Supporters, however, say that these arguments are missing the point. Speaking at the Old Mutual Tomorrow event in Cape Town on Friday, venture capitalist Vusi Thembekwayo said that when it comes to cryptocurrencies people shouldn’t get stuck in “second industrial complex” thinking.
“That thinking assimilates value to a specific world,” he argued. “A world that is industrialised, that functions on a balance sheet, and that values a thing based on an asset pegged to a currency value.”
The argument is that the world of cryptocurrencies is part of the fourth industrial revolution, where value must be viewed differently because this is a world where value is created differently.
But the question remains, if you are going to put money into bitcoin, how do know whether the price you’re paying is reasonable? And that is a question that even the experts really struggle to answer.
“Bitcoin is the world’s first digital currency, or first digital commodity,” argued Vinny Lingham, co-founder of Civic. “So, how is it any different from any country that issues its own currency? How do you value the rand? Why do you own rands versus dollars? Why would you buy Swiss francs?

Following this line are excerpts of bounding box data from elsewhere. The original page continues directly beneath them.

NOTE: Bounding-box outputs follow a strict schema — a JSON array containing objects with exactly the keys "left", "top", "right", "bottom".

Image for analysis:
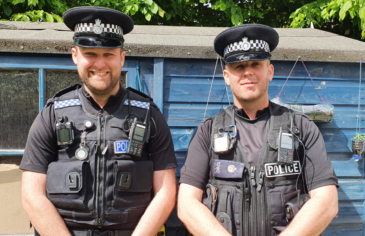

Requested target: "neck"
[
  {"left": 84, "top": 85, "right": 119, "bottom": 108},
  {"left": 234, "top": 98, "right": 269, "bottom": 120}
]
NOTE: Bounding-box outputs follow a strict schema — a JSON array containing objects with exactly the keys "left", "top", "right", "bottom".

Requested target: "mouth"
[{"left": 90, "top": 71, "right": 109, "bottom": 77}]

Underlying economic activity
“Any currency is an index of the underlying economic activity in that country,” he said. “Bitcoin is an index currently of all the other cryptocurrency activities in the digital economy.”

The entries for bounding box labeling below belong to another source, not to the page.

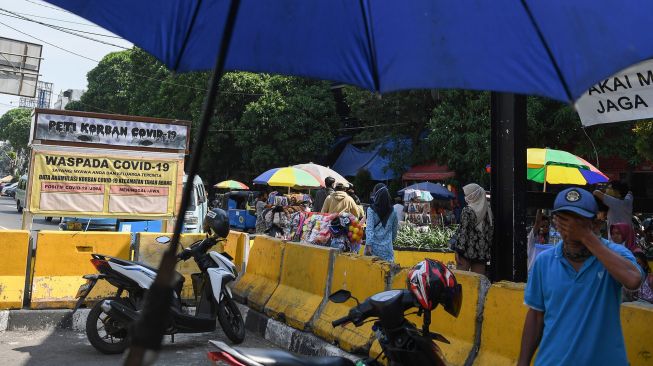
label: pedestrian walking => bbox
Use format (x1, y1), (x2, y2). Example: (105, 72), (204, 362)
(610, 222), (642, 253)
(392, 197), (406, 222)
(594, 182), (633, 239)
(526, 210), (550, 272)
(313, 177), (336, 212)
(255, 192), (268, 234)
(451, 183), (493, 275)
(518, 188), (643, 366)
(365, 183), (399, 262)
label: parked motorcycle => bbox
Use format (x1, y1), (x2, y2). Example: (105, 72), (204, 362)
(208, 259), (462, 366)
(75, 209), (245, 354)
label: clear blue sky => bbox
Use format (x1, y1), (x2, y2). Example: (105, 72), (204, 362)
(0, 0), (132, 115)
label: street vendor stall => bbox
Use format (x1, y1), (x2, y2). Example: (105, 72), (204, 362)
(403, 189), (433, 226)
(254, 167), (320, 239)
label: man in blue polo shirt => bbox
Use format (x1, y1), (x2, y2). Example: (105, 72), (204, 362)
(518, 188), (643, 366)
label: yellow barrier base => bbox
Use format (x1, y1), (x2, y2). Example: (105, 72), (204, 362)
(621, 302), (653, 366)
(474, 281), (528, 366)
(232, 235), (286, 312)
(265, 243), (335, 330)
(0, 275), (25, 310)
(313, 254), (395, 353)
(0, 230), (29, 310)
(30, 231), (131, 309)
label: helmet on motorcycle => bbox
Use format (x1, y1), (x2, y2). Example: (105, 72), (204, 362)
(406, 259), (463, 317)
(202, 208), (229, 239)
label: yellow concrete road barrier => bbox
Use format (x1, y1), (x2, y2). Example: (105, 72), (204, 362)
(136, 233), (208, 303)
(313, 254), (399, 353)
(474, 281), (528, 366)
(233, 235), (286, 311)
(264, 243), (336, 330)
(0, 230), (29, 310)
(621, 302), (653, 366)
(395, 249), (456, 267)
(370, 269), (490, 365)
(30, 231), (131, 309)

Technically, it’s not a very good argument. Exchange rates are far more than just a measure of underlying economic activity. A simple example is that Botswana’s pula is significantly stronger than the South African rand, but its economy is 20 times smaller.
Exchange rates are influenced by many things, including inflation, interest rates, current account deficits, government debt and political stability. None of those things can be factored into a valuation of bitcoin.

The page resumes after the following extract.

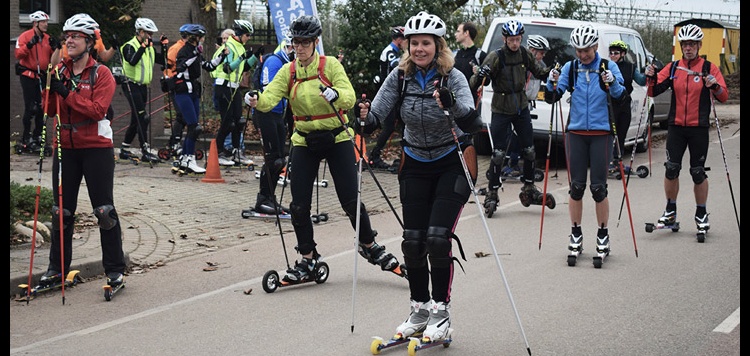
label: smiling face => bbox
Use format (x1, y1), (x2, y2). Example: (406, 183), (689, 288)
(409, 35), (437, 68)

Yet, it’s worth considering Lingham’s broader point, which is that there is a new kind of economy emerging and maybe bitcoin should be seen as a proxy for it.
“This is an alternative system,” said Thembekwayo. “And that alternative system will take off because it is able to create value at lower marginal cost.”
There is little question that the possibilities of the blockchain are fundamentally exciting. There are already fascinating examples of developments in this space.
“You will start seeing companies listing their shares onto a blockchain and those shares being traded between wallets rather than on exchanges,” said Lingham. “That’s part of this very powerful move towards decentralisation.”
This would also mean that you could trade these shares anywhere in the world. Investors would no longer be restricted by where the company was listed.
Along the same lines is that some companies are already raising capital not through traditional initial public offerings on recognised exchanges, but rather through unregulated initial coin offerings (ICOs). This involves investors buying a share in a project or company using cryptocurrencies on a blockchain.
Crowd funding
“ICOs and other crowd funding allows for entrepreneurs to fund new projects without going through central custodians for that value,” Lingham said. “Yes, there will be scams, and there will be failures, but it’s very likely that more ventures in the future will be less driven to find centralised vehicles, and more to crowd-funding type solutions.”
That’s the kind of economy that bitcoin and blockchain technology are already enabling.
“It’s the future,” said Thembekwayo. “You just want to get in. It’s like going on a date — it’s a function of faith.”
Lingham did however suggest that cryptocurrencies should still be approached with prudence.
“The biggest risk right now in cryptocurrencies is people who don’t know what they are doing buying them,” he said. “I wouldn’t be investing directly in cryptocurrencies unless I was technically proficient.”
He recommended that people who want to get exposure but aren’t experts themselves, should rather look to use a vehicle like a cryptocurrency hedge fund.
“There are people in Silicon Valley with the technical skills and the expertise,” he said. “They may not get you the 200% return on a specific currency that goes through the roof, because they have a more conservative approach, but they will get you exposure to the sector and give you returns that are going to be outsized.”